Black Hawk County

Lt. James C. Jensen Jr.

 

 

 

One Waterloo Man Killed,
Two Missing

One Waterloo man previously reported missing was disclosed as killed in action and two others were added to the already long list of missing as war department messages continued to reach homes here Saturday.

Second Lt. Kenneth J. Herman, 23, previously reported missing over Germany Oct. 22, was disclosed by the International Red Cross as dead.

The missing were:

T-5 Thomas P. Argall, infantryman, since Jan. 7 in France.

Flight Officer Milo N. Jensen, 25, since Jan. 4 while on a mission between British Guiana and Brazil.

Flight Officer Jensen was with a B-24 Liberator bomber, when it was lost over South American, it was learned here Saturday. Notification came in a war department message to his wife, the former June Adams, Missouri Valley, Ia.

He recently completed flight training at Ellington field, Houston, Tex. He was a student at Iowa State Teachers college, Cedar Falls, and had been employed at the John Deere Tractor Co., before he entered service Feb. 1, 1943. His father, James C. Jensen, resides at 518 Washington street. A sister, Mrs. Kenneth Lehr, resides at 820 Glenwood street.

Word was also received here recently from a brother, Second Lt. James C. Jensen, Jr., now a German war prisoner. He said in his last letter that he was attending language school in Germany.

His wife, the former Onalae Bailey, formerly of Cedar Falls and now of Oakland, Cal, recently received a letter from a French girl whose parents, with the help of the French underground, concealed Lieutenant Jensen for two weeks from the Germans after his plane was shot down last September over France.

The French girl said she had waited a year to write, and that now her village had been liberated. She explained that Lieutenant Jensen was to be taken by the underground to a plane that was to take him back to England, and as far as she knew, he had made a safe return. Apparently the attempted escape was foiled by the Germans, as Jensen has been a prisoner since Nov. 7.

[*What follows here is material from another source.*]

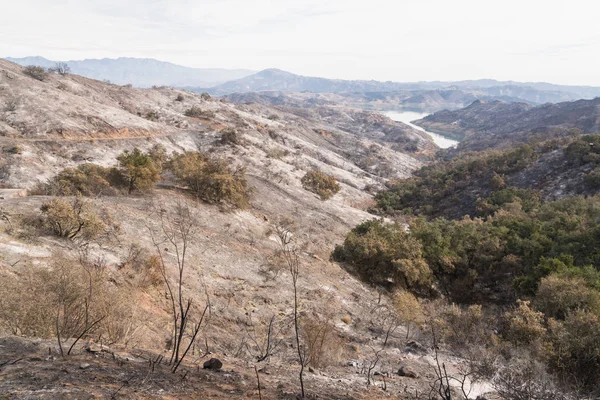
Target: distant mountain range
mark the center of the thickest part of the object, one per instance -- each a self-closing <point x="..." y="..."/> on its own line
<point x="142" y="72"/>
<point x="278" y="80"/>
<point x="368" y="94"/>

Source: Waterloo Daily Courier, Waterloo, Iowa, Sunday, January 28, 1945, Section Two, Pages 13 & 20 (photo included)

NOTE: Flight Officer Milo N. Jensen was declared as dead and is memorialized at the East Coast Memorial, Manhattan, New York. Lt. James C. Jensen Jr. was liberated and returned to the United States.

James Chris Jensen, Jr. was born Feb. 12, 1921 to James C. (Sr.) and Elsie Marie Nielsen Jensen. He died Nov. 21, 1993 and is buried in Riverside National Cemetery, Riverside, CA.